Vijayaraghavan Jagamya, Kramp Kristopher, Harris Michael E, van den Akker Focco
Department of Biochemistry, Case Western Reserve University, Cleveland, OH, USA.
FEBS Lett. 2016 Oct;590(20):3669-3680. doi: 10.1002/1873-3468.12427. Epub 2016 Oct 4.

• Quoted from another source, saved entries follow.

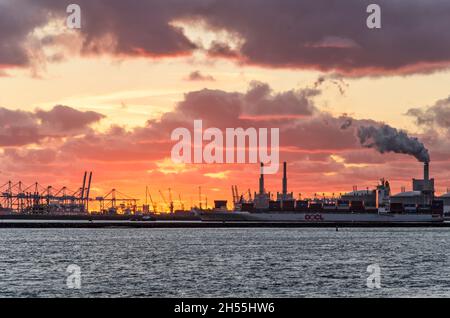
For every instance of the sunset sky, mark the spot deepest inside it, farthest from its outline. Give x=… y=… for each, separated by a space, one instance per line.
x=106 y=97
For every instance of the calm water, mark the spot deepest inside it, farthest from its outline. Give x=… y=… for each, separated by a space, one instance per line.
x=224 y=262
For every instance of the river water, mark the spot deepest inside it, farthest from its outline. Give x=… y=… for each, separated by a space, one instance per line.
x=245 y=262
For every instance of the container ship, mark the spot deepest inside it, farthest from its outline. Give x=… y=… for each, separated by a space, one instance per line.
x=359 y=206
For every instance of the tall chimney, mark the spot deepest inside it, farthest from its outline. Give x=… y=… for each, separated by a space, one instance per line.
x=284 y=180
x=426 y=171
x=261 y=180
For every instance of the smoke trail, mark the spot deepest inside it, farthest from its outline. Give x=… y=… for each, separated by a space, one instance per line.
x=388 y=139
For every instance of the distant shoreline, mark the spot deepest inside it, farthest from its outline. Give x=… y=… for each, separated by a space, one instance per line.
x=199 y=224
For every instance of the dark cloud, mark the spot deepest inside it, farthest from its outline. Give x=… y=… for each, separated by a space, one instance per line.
x=18 y=128
x=310 y=34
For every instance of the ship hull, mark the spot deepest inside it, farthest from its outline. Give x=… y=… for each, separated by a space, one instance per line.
x=318 y=217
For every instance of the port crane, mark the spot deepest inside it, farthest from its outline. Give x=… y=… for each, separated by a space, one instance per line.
x=38 y=199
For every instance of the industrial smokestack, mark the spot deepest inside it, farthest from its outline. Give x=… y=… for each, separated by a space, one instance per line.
x=284 y=180
x=261 y=180
x=426 y=171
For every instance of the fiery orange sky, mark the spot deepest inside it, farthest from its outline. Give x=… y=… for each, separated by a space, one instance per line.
x=106 y=97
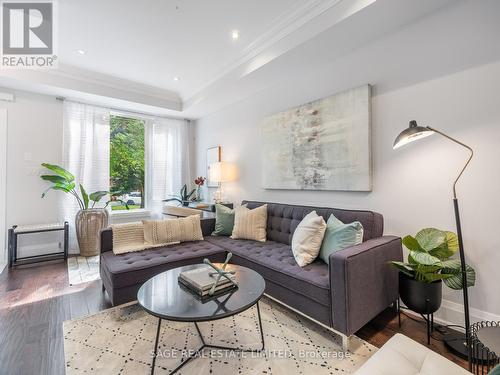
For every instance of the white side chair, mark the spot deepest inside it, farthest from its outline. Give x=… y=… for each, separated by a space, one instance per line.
x=403 y=356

Soluble guanylyl cyclase (sGC) plays a crucial role in cyclic nucleotide signaling that regulates numerous important physiological processes. To identify new sGC inhibitors that may prevent the formation of the active catalytic domain conformation, we carried out an in silico docking screen targeting a 'backside pocket' of the inactive sGC catalytic domain structure. Compounds 1 and 2 were discovered to inhibit sGC even at high/saturating nitric oxide concentrations. Both compounds also inhibit the BAY 58-2667-activated sGC as well as BAY 41-2272-stimulated sGC activity. Additional biochemical analyses showed that compound 2 also inhibits the isolated catalytic domain, thus demonstrating functional binding to this domain. Both compounds have micromolar affinity for sGC and are potential leads to develop more potent sGC inhibitors.

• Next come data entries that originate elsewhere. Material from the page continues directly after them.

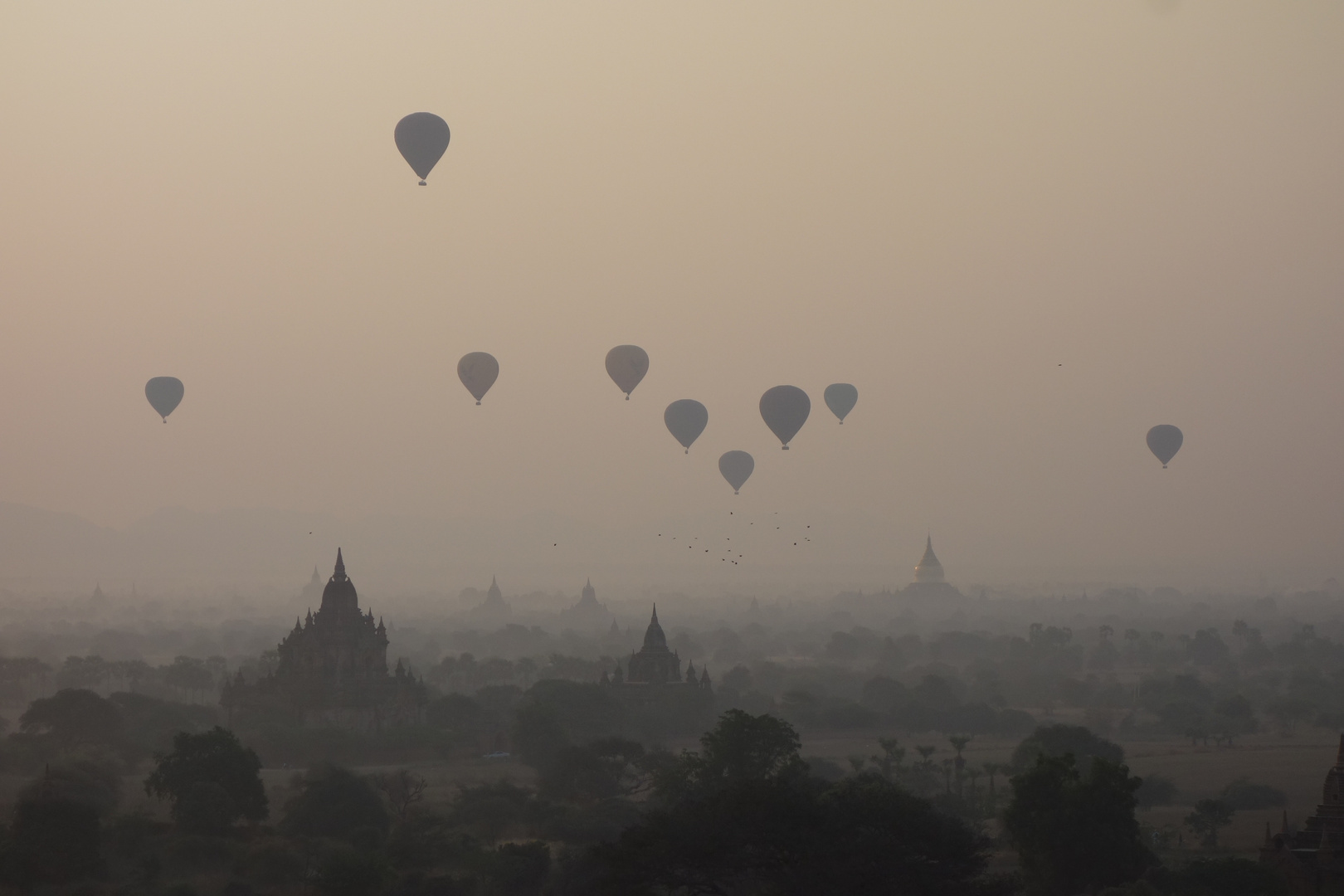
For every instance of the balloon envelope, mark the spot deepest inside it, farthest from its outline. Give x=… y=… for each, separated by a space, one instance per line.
x=785 y=410
x=422 y=139
x=626 y=366
x=477 y=373
x=1164 y=441
x=164 y=394
x=840 y=399
x=686 y=421
x=737 y=468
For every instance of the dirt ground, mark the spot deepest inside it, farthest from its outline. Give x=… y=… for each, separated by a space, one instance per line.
x=1296 y=766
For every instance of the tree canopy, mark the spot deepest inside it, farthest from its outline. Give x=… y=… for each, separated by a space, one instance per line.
x=743 y=816
x=212 y=779
x=1074 y=832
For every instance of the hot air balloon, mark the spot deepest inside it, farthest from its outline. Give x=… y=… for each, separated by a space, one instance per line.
x=737 y=468
x=626 y=366
x=164 y=394
x=686 y=421
x=477 y=373
x=422 y=139
x=785 y=410
x=1164 y=441
x=840 y=398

可溶性鸟苷酸环化酶(sGC)在调节众多重要生理过程的环核苷酸信号传导中起关键作用。为了鉴定可能阻止活性催化结构域构象形成的新型sGC抑制剂,我们针对无活性sGC催化结构域结构的“背面口袋”进行了计算机对接筛选。发现化合物1和2即使在高/饱和一氧化氮浓度下也能抑制sGC。这两种化合物还抑制BAY 58-2667激活的sGC以及BAY 41-2272刺激的sGC活性。进一步的生化分析表明,化合物2也抑制分离的催化结构域,从而证明其与该结构域的功能性结合。这两种化合物对sGC均具有微摩尔亲和力,是开发更有效sGC抑制剂的潜在先导化合物。